18 December 2013, News Wires – BP has sued a plaintiff’s lawyer active in the compensation process for the 2010 Macondo disaster, alleging that a $2.3 billion agreement aimed at helping seafood hands affected by the oil spill contained thousands of phony claims.
The UK supermajor has accused attorney Mikal Watts of inflating estimates of damages and inventing up to half of his 40,000 clients using fake social security numbers.

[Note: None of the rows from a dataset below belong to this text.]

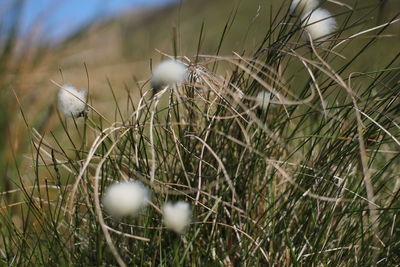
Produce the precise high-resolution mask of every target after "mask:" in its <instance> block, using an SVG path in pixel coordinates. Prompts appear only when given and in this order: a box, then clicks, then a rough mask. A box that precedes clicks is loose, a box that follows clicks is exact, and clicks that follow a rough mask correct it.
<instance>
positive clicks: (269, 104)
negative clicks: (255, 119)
mask: <svg viewBox="0 0 400 267" xmlns="http://www.w3.org/2000/svg"><path fill="white" fill-rule="evenodd" d="M273 98H274V95H272V94H271V93H270V92H268V91H261V92H259V93H258V95H257V97H256V99H257V104H258V105H259V106H260V107H261V108H262V109H264V110H266V109H268V107H269V105H270V104H271V103H270V101H271V100H272V99H273Z"/></svg>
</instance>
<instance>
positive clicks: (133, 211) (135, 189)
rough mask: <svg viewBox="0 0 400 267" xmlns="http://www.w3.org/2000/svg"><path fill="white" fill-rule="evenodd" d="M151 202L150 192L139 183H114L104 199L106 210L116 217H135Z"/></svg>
mask: <svg viewBox="0 0 400 267" xmlns="http://www.w3.org/2000/svg"><path fill="white" fill-rule="evenodd" d="M149 201H150V193H149V190H148V189H147V187H145V186H144V185H143V184H142V183H141V182H138V181H130V182H121V183H114V184H112V185H110V186H109V187H108V188H107V190H106V193H105V195H104V197H103V205H104V208H105V209H106V211H107V212H108V213H109V214H110V215H112V216H114V217H124V216H135V215H137V214H138V213H139V212H140V211H141V210H142V209H143V208H144V207H146V206H147V205H148V204H149Z"/></svg>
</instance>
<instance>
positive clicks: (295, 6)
mask: <svg viewBox="0 0 400 267" xmlns="http://www.w3.org/2000/svg"><path fill="white" fill-rule="evenodd" d="M318 5H319V1H318V0H293V1H292V4H291V5H290V10H289V12H290V14H291V15H296V16H298V15H301V14H305V13H308V12H310V11H312V10H314V9H315V8H317V6H318Z"/></svg>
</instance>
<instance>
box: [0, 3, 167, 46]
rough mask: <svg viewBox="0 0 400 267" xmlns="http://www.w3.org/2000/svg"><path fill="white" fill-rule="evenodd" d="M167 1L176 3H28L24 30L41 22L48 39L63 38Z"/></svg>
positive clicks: (25, 8)
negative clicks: (114, 15) (98, 24)
mask: <svg viewBox="0 0 400 267" xmlns="http://www.w3.org/2000/svg"><path fill="white" fill-rule="evenodd" d="M0 1H2V0H0ZM11 1H12V0H11ZM168 2H173V0H26V4H25V8H24V11H23V16H22V17H23V21H22V29H23V30H29V28H31V27H32V26H33V25H36V23H35V22H36V21H37V19H40V20H41V25H42V27H41V30H42V32H43V33H42V34H43V35H44V37H45V38H49V39H54V38H59V37H61V38H62V37H65V36H66V35H68V34H71V33H73V32H74V31H76V30H77V29H79V28H80V27H82V26H83V25H85V24H87V23H89V22H91V21H93V20H100V19H104V18H106V17H110V16H113V15H116V14H118V13H119V12H123V11H127V10H134V9H138V8H141V7H145V6H147V7H148V6H152V5H160V4H164V3H168Z"/></svg>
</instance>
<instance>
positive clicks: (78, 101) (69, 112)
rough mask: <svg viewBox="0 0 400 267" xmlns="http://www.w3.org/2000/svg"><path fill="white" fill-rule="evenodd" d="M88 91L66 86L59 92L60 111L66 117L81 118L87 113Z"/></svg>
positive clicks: (66, 84)
mask: <svg viewBox="0 0 400 267" xmlns="http://www.w3.org/2000/svg"><path fill="white" fill-rule="evenodd" d="M86 99H87V90H86V89H83V90H78V89H76V88H75V87H73V86H71V85H69V84H64V85H63V86H62V87H61V88H60V90H59V92H58V109H59V110H60V111H61V113H63V114H64V116H65V117H71V116H73V117H80V116H82V115H84V113H85V111H86Z"/></svg>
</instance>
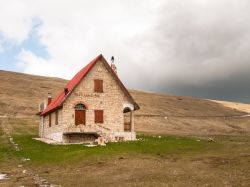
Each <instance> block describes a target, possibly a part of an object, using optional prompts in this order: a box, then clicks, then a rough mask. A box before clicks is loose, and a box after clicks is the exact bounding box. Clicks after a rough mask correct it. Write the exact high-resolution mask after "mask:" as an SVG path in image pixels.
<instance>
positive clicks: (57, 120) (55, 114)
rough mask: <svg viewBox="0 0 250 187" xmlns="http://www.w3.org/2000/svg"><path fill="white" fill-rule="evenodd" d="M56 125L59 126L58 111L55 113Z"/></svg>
mask: <svg viewBox="0 0 250 187" xmlns="http://www.w3.org/2000/svg"><path fill="white" fill-rule="evenodd" d="M55 125H58V111H56V112H55Z"/></svg>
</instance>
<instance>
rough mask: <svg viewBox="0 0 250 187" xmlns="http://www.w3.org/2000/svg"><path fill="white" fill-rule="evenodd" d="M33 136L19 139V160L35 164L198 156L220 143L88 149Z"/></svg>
mask: <svg viewBox="0 0 250 187" xmlns="http://www.w3.org/2000/svg"><path fill="white" fill-rule="evenodd" d="M32 137H33V136H31V135H15V136H14V140H15V142H17V143H18V144H19V146H20V147H21V149H22V150H21V151H20V152H16V156H18V157H25V158H30V159H31V162H32V163H34V164H45V163H59V162H75V161H76V162H77V161H82V160H84V159H91V158H98V157H105V156H107V157H110V156H126V155H131V154H142V155H155V156H161V157H163V156H167V155H173V154H175V155H176V154H182V155H183V154H194V153H201V152H204V151H206V150H210V149H211V148H212V149H217V148H218V147H219V144H218V143H209V142H207V141H206V140H201V141H197V140H196V139H194V138H187V137H174V136H162V138H158V137H152V136H139V138H141V139H142V140H140V141H134V142H120V143H108V144H107V146H105V147H101V146H97V147H92V148H88V147H85V146H83V145H48V144H45V143H43V142H39V141H37V140H33V139H32Z"/></svg>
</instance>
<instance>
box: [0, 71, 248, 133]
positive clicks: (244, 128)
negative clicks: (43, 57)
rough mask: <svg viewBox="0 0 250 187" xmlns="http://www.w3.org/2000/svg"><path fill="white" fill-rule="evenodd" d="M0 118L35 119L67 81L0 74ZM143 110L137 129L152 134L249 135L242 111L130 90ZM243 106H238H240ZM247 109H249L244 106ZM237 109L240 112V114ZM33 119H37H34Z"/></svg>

BP made the claims in a civil lawsuit filed on Tuesday in district court.
Watts, who is also a major political donor to Democratic candidates, stepped down from the plaintiff’s steering committee and federal agents raided his San Antonio office earlier this year as part of a federal investigation, the San Antonio Express-News reported.
Messages left for Watts at his office and that of lawyer Mike McCrum, who has previously represented him, were not immediately returned on Tuesday.
BP seeks to suspend the dispersal of money in the Seafood Compensation Programme fund until the matter can be investigated further and money returned if warranted.
“Tens of thousands of Mikal Watts’ ‘clients’ have proved to be phantoms,” Geoff Morrell, BP’s senior vice president for US external affairs, said in a statement.
“BP is not going to stand idly by and allow payments to proceed without first addressing the fraudulent conduct.”
The company has increasingly pushed back against ballooning compensation costs and what it calls evidence of fraud as it seeks to atone for the 2010 blowout, explosion and spill in the Gulf of Mexico, which killed 11 workers and dumped almost 5 million barrels of oil into the sea.
BP has also has sought to modify painstakingly negotiated compensation agreements,to the chagrin of district court judge Carl Barbier, who said the oil company acknowledged that some fraud could occur and signed on to the agreements anyway.
Federal judge Carl Barbier upheld the original compensation formula, but earlier this month an appeals court ruled in a 2-1 panel vote that the District Court was wrong to do so.
BP originally projected that the settlement would cost around $7.8 billion while this summer upping its estimate to $9.6 billion.
According to BP, about $1 billion has been paid out of the Seafood Compensation Programme fund so far.
Watts has filed 648 claims for individual crew members, of which 40% listed Social Security numbers belonging to another living person, while 5% belonged to a dead person. About 13% were “dummy” numbers or incomplete.
Of the claims, only eight were deemed eligible and 17 still pending, according to BP.
Earlier this month BP alleged that court-appointed judge Patrick Juneau approved a $173,000 payment to an escort service under the claims programme.